Assurant la narration, Greggory, rencontré au Festival de Toronto, confie: "C’était un vrai rêve de tourner un film en voix off; j’adore les films de Mankiewicz où il y a beaucoup de narration, car cela permet au spectateur d’avoir accès à une histoire dans une histoire. Pour un acteur, c’est un double travail difficile à faire, mais c’est intéressant et amusant de pouvoir créer les deux tendances chez le même homme. En société, il paraît impassible et antipathique, mais lorsqu’il s’adresse au spectateur, il se met à parler comme un fou."

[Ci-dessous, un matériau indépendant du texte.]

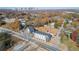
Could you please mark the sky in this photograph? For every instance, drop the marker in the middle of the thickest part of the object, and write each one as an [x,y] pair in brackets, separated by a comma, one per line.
[39,3]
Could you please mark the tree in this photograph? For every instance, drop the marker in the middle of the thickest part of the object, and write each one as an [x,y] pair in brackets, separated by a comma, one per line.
[5,40]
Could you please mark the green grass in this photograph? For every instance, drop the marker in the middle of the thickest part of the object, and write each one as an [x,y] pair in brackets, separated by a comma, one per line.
[71,45]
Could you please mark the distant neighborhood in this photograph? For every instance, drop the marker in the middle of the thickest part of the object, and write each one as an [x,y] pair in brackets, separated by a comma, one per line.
[34,29]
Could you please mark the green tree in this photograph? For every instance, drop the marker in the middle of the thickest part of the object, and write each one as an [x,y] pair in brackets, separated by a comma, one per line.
[5,40]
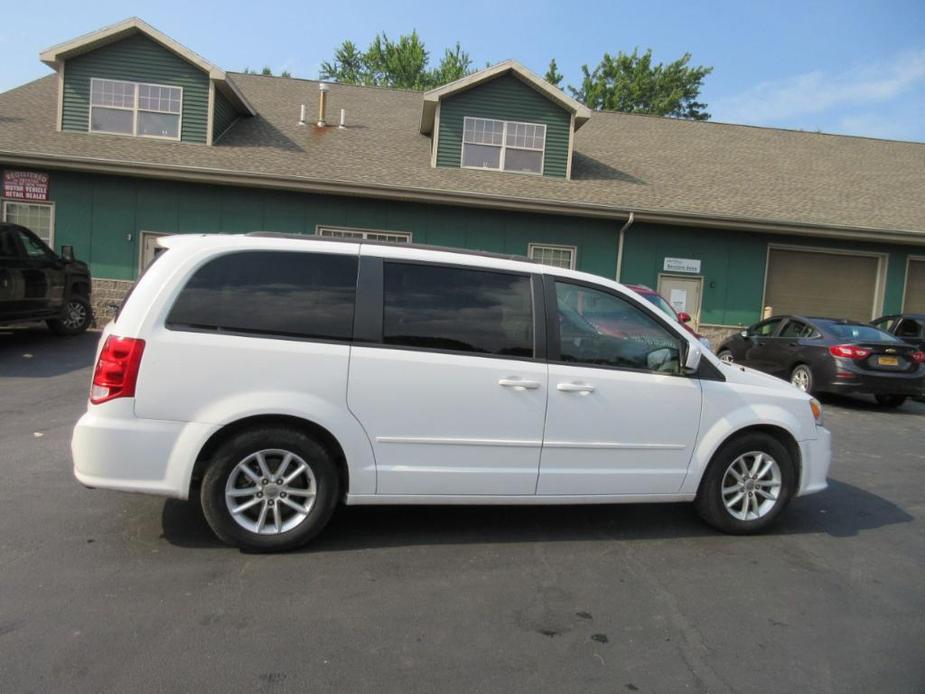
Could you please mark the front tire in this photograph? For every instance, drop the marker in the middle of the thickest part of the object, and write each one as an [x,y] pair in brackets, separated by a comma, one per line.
[75,318]
[750,480]
[890,401]
[270,490]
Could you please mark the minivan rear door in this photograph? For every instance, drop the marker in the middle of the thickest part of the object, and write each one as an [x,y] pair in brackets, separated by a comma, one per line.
[448,377]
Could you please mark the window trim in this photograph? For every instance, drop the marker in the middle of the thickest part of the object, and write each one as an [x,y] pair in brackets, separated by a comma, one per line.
[136,109]
[375,333]
[4,202]
[504,146]
[554,246]
[706,371]
[320,228]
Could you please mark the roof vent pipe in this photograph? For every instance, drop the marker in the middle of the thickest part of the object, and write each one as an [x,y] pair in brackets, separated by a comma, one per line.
[323,90]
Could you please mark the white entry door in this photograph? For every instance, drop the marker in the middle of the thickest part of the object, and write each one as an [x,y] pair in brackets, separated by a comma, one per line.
[684,294]
[453,404]
[621,419]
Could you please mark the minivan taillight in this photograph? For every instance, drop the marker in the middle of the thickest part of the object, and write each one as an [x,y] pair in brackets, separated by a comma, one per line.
[849,351]
[117,369]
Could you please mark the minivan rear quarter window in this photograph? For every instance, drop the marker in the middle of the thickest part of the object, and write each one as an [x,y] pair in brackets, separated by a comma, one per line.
[457,309]
[284,294]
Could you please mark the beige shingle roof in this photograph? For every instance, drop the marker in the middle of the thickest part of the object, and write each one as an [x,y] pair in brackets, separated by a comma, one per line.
[622,162]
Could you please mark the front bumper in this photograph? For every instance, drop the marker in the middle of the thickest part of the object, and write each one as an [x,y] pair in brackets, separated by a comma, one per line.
[113,449]
[816,456]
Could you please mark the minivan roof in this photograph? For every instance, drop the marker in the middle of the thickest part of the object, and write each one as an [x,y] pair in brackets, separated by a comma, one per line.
[374,242]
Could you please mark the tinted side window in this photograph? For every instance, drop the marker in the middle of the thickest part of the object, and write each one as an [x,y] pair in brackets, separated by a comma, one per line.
[601,329]
[797,329]
[271,293]
[444,307]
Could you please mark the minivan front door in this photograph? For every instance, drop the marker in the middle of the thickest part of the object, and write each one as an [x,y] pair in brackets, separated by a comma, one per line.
[621,417]
[453,401]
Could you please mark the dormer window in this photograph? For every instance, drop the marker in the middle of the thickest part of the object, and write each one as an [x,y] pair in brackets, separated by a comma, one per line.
[503,145]
[135,108]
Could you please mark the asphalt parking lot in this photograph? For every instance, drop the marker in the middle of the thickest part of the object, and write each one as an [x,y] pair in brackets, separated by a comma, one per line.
[101,591]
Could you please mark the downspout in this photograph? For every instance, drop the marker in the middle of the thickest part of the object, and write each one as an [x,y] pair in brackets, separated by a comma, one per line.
[629,223]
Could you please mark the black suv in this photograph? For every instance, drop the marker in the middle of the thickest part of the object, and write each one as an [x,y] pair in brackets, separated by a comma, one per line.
[38,284]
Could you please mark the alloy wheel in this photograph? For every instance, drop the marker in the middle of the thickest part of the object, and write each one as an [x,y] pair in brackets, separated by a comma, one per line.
[75,315]
[751,486]
[270,492]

Alternant du noir et blanc à la couleur et utilisant la voix off de façon atypique afin d’illustrer les états d’âme du protagoniste, le réalisateur de la Reine Margot dissèque avec un cruel plaisir un couple de la bourgeoisie du début de XXe siècle, un monde où l’on cache de profondes blessures derrière des apparences blasées.
Chéreau se défend: "Ce n’est pas de la cruauté ni du plaisir, je cherche seulement à comprendre. Depuis que l’homme existe, les hommes et les femmes se mettent en couple pour un temps selon des modes qui semblent montrer qu’ils sont incapables de vivre ensemble. En fait, ce sont les gens qui sont cruels entre eux et qui ne trouvent pas de plaisir à être ensemble. L’important dans ce film, c’est de voir que ce couple vit les mêmes problèmes que l’on vit de nos jours." Une fine étude de caractère, adaptée d’une nouvelle de Joseph Conrad, dont la conclusion tombe comme un couperet. (22 et 23 oct.) (M. Dumais)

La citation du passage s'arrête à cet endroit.